Una foto del maestro, senza neppure una didascalia, ci narra di una grandezza rara

Del grande maestro Morricone potrei scrivere fiumi di parole. Potrei scrivere della sua arte immensa, ma non solo. Potrei scrivere del suo coraggio, che esula dalla composizione delle più belle colonne sonore che la storia del cinema ricordi e che si compendia anche nel lamento straziante, tradotto in musica, della “voce dei sommersi” sull’ennesima tragedia del mare di Lampedusa.

Potrei scrivere per ore e qualsiasi cosa parrebbe sempre abbastanza riduttiva. Allora credo possa essere più incisiva di mille parole una foto qualunque. Nella fattispecie una foto del 2016 che mi colpì particolarmente e che ritrae Ennio Morricone con la moglie. Sembrano semplicemente due persone parecchio anziane, ma con gli occhi ancora giovani e immensamente intelligenti, di ritorno da una passeggiata. Semplici e veri come gli abiti classici e di buona fattura che indossano. Lei ha una borsa Cartier, preziosa e raffinata, molto vissuta, emblema concreto di chi acquista un accessorio senza tempo, oltre le mode, ma lo vive all’infinito, come tutti gli oggetti che, al pari di un certo modo di essere, non si abbandonano mai.

Una foto che, senza neppure una didascalia, ci narra di una grandezza rara celata sotto le sembianze modeste, ci racconta di un’umiltà riservata e antica, a cui da tempo siamo ormai disabituati. 

Sembrano ritornare da un giretto tranquillo, in realtà stanno rientrando dagli Stati Uniti dove il Maestro ha appena ricevuto l’Oscar. 

Ma loro appaiono come due viaggiatori qualunque, una coppia che ha rafforzato un sodalizio longevo e affiatato, una lunga storia insieme, ben rappresentata dal sorriso rassicurante di lei abbinato a quello schivo di lui. 

Lei compagna di un genio, lui il genio, entrambi un sostegno l’uno per l’altra, il grande amore di ogni frammento delle loro vite. 

Due persone che, in un mondo di vanesia apparenza, potrebbero essere o apparire elitarie o altezzose e, invece, decidono di essere due persone autentiche, due individui normali.

Una coppia consapevole di riuscire a creare la bellezza infinita di un’armonia rara e sublime, ma è quasi come se non lo facesse pesare, come se non ci badasse troppo. 

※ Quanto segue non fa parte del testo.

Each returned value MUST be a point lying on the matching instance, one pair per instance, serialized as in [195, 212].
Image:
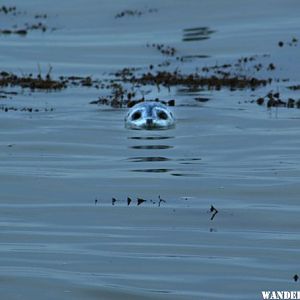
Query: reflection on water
[151, 147]
[189, 58]
[196, 34]
[148, 159]
[150, 137]
[165, 163]
[159, 162]
[153, 170]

Anche l’addio definitivo, annunciato dal maestro in prima persona è un condensato di semplicità, empatia, complicità e grandezza…con un ultimo saluto innamorato alla musa ispiratrice di un’intera vita.

Un necrologio che è una lettera commossa e commovente che non può non essere “gustata” come un ultimo dolcissimo regalo del Maestro. 

«Io, ENNIO MORRICONE sono morto. Lo annuncio così a tutti gli amici che mi sono stati sempre vicino e anche a quelli un po’ lontani che saluto con grande affetto. Impossibile nominarli tutti. Ma un ricordo particolare è per Peppuccio e Roberta , amici fraterni molto presenti in questi ultimi anni della nostra vita. C’è una sola ragione che mi spinge a salutare tutti così e ad avere un funerale in forma privata : non voglio disturbare. Saluto con tanto affetto Ines, Laura, Sara, Enzo e Norbert, per aver condiviso con me e la mia famiglia gran parte della mia vita. Voglio ricordare con amore le mie sorelle Adriana, Maria, Franca e i loro cari e far sapere loro quanto gli ho voluto bene. Un saluto pieno, intenso e profondo ai miei figli Marco, Alessandra, Andrea, Giovanni, mia nuora Monica, e ai miei nipoti Francesca, Valentina, Francesco e Luca. Spero che comprendano quanto li ho amati. Per ultima Maria (ma non ultima) . A lei rinnovo l’amore straordinario che ci ha tenuto insieme e che mi dispiace abbandonare. A Lei il più doloroso addio».